West Virginia’s senior senator, Joe Manchin III, is certainly the talk of the town these days, so to speak. Or, perhaps, more like the talk of the world.

The only way that should be looked at positively is for all the sustained attention our state has been getting. Outside of the attention, well, Manchin, D-W.Va., is mostly failing us.

Those of us alive today are at a critical historical juncture. We’re alive at a time when humankind is facing our last, best hope to avoid climate catastrophe. I won’t go quite as far as columnist Paul Krugman in saying that Manchin alone may decide earth’s fate, but Manchin does hold a considerable amount of power at a time when policymakers like himself are tasked with making crucial decisions for virtually all of posterity.

I always flinch a bit when I read or hear someone say that we’re “destroying the planet” or that we need to “save the planet.” Earth itself will go on until such time as something on a cosmic scale, like our sun dying, occurs (an event predicted not to take place for billions of years yet). Earth will find new equilibrium. What’s at stake is us and countless other species of flora and fauna on Earth as we know it. The existential crisis pertains to our existence. We’re destroying biodiversity and a habitable planet.

On Sept. 17, the U.N. Framework Convention on Climate Change released a report synthesizing what are referred to as the Nationally Determined Contributions of the signatories to the Paris Climate Accords ahead of crucial upcoming world meetings in Glasgow, Scotland. The UNFCCC found that, unless the world’s countries dramatically speed up the needed energy transitions to renewable energy and accelerate other climate-related policy changes, the world is on track to reach 2.7 degrees Celsius (nearly 5 degrees Fahrenheit) warming over a preindustrial baseline by the end of this century. This would be absolutely devastating.

Manchin and others are fond of arguing that we can’t afford a rapid transition to renewable energy and sustainability, especially in states like West Virginia. I beg to differ, and I’m not alone.
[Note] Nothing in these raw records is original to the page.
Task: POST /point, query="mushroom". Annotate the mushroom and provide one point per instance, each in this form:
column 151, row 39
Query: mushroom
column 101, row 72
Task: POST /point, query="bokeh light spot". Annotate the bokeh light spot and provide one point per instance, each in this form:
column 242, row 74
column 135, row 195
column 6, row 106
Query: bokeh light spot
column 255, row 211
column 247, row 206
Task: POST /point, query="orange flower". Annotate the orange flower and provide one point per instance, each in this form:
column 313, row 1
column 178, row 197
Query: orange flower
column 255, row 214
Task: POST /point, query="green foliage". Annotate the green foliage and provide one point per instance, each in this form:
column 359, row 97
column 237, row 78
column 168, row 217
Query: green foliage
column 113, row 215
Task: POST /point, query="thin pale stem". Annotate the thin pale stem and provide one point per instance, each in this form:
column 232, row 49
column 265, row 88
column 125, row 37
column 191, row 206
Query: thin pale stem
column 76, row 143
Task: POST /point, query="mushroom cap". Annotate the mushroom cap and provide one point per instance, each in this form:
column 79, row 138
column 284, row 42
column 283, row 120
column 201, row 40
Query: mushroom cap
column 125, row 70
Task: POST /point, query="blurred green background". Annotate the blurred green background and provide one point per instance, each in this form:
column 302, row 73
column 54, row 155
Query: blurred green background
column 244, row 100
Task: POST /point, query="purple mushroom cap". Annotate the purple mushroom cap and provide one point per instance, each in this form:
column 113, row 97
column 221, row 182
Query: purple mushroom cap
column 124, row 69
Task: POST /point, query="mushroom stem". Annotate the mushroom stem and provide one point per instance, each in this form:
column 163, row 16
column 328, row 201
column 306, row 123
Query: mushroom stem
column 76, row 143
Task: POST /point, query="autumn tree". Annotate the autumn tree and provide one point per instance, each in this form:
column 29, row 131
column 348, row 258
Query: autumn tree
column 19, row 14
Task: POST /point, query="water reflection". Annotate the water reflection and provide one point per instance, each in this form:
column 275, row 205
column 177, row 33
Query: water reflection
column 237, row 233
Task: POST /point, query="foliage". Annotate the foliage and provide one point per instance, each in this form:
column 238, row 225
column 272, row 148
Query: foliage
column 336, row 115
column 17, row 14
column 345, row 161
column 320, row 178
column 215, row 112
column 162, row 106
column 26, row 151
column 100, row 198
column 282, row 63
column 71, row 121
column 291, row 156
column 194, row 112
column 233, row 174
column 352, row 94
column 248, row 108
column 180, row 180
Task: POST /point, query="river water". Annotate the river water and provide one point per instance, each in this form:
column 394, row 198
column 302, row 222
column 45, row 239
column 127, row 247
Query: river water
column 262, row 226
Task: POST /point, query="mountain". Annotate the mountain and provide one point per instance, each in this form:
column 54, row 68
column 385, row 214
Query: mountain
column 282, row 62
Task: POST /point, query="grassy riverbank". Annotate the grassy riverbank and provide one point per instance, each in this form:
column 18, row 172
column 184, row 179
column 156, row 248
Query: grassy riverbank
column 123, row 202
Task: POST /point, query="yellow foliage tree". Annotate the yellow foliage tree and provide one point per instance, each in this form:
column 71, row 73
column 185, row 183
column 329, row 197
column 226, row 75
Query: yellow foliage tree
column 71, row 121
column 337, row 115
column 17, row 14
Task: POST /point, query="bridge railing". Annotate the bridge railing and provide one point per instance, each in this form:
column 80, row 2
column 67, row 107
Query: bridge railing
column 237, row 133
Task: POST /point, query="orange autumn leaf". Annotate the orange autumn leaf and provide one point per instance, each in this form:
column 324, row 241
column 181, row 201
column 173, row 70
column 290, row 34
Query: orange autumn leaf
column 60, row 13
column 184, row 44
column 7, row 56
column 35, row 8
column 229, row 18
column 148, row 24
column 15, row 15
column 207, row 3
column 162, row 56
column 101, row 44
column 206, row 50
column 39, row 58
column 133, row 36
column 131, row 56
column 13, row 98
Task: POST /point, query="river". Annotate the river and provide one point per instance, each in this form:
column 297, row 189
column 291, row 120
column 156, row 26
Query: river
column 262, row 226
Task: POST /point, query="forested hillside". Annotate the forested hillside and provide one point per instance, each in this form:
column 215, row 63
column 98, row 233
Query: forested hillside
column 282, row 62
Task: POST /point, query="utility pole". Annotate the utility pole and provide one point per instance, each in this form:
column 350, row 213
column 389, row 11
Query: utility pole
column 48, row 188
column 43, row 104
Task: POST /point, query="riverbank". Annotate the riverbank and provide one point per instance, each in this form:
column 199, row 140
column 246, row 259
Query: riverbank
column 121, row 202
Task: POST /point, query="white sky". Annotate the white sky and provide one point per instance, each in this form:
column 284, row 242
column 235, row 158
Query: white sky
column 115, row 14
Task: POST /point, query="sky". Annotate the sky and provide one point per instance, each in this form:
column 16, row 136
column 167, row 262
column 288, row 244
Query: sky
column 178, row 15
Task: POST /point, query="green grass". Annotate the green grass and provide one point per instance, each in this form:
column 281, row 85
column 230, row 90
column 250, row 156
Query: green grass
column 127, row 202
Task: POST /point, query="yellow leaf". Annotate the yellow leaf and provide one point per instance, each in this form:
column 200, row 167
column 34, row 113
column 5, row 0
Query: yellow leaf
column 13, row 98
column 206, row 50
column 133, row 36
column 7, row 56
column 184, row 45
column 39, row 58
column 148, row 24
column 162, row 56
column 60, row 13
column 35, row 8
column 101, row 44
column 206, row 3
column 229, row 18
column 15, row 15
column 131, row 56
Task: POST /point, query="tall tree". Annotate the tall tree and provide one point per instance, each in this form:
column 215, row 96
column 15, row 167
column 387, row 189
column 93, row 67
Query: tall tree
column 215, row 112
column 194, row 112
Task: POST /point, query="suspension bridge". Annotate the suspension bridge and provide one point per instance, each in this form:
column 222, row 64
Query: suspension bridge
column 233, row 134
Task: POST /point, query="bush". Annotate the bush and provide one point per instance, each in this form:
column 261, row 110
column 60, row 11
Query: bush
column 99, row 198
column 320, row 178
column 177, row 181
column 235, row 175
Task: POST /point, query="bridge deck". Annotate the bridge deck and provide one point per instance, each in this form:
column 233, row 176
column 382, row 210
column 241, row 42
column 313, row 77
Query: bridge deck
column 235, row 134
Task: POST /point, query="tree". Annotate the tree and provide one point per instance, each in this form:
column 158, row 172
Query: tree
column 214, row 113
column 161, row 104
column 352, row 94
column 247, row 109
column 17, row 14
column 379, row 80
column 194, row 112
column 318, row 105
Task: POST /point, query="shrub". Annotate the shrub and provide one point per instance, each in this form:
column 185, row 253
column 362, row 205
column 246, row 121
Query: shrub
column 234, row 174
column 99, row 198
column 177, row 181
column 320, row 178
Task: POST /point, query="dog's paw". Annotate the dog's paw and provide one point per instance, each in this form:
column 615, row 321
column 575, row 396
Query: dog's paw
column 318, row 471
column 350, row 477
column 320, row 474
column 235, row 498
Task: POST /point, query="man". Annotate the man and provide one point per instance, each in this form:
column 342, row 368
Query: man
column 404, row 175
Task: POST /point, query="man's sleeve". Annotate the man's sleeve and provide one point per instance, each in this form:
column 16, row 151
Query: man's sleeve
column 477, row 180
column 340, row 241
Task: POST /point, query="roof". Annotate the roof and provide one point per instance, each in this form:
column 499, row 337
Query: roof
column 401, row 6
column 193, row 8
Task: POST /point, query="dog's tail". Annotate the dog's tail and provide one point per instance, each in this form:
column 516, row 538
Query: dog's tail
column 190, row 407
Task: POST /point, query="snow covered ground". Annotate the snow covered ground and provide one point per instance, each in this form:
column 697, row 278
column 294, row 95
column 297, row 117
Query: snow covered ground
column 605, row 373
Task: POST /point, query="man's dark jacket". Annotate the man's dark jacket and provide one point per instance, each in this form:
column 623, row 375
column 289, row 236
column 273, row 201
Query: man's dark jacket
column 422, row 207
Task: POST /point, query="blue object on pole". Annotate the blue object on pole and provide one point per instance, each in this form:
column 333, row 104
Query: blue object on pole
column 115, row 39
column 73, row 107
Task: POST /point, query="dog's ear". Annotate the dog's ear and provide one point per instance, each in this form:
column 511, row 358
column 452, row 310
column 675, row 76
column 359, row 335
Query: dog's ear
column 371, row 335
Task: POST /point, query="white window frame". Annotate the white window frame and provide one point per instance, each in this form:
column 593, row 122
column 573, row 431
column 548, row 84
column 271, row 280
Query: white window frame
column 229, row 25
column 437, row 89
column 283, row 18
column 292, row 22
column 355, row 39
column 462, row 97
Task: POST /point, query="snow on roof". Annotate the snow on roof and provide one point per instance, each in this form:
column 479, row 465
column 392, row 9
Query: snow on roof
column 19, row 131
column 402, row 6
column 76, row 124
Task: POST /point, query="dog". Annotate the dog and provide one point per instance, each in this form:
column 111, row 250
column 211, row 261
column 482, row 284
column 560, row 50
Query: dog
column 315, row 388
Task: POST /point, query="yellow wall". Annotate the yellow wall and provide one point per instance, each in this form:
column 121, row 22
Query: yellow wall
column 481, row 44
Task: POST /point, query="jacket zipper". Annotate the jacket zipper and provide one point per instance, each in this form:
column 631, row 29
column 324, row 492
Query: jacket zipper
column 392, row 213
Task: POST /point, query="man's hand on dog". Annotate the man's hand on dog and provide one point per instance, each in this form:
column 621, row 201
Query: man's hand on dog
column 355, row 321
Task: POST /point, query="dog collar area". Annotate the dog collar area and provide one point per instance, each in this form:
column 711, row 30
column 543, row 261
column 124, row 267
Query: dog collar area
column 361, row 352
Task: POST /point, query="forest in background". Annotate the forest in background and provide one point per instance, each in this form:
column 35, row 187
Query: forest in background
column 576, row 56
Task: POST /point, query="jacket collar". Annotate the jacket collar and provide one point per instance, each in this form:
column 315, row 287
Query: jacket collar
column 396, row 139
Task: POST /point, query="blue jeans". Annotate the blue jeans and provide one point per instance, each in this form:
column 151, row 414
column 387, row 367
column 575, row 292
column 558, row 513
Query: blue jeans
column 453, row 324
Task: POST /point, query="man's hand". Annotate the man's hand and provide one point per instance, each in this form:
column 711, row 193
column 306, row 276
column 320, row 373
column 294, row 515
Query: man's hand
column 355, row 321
A recent study from the Institute for New Economic Thinking, at the Oxford Martin School at Oxford University, found that, “The belief that the green energy transition will be expensive has been a major driver of the ineffective response to climate change for the last forty years. This pessimism is at odds with past technological cost-improvement trends, and risks locking humanity into an expensive and dangerous energy future. … a greener, healthier and safer global energy system is also likely to be cheaper.”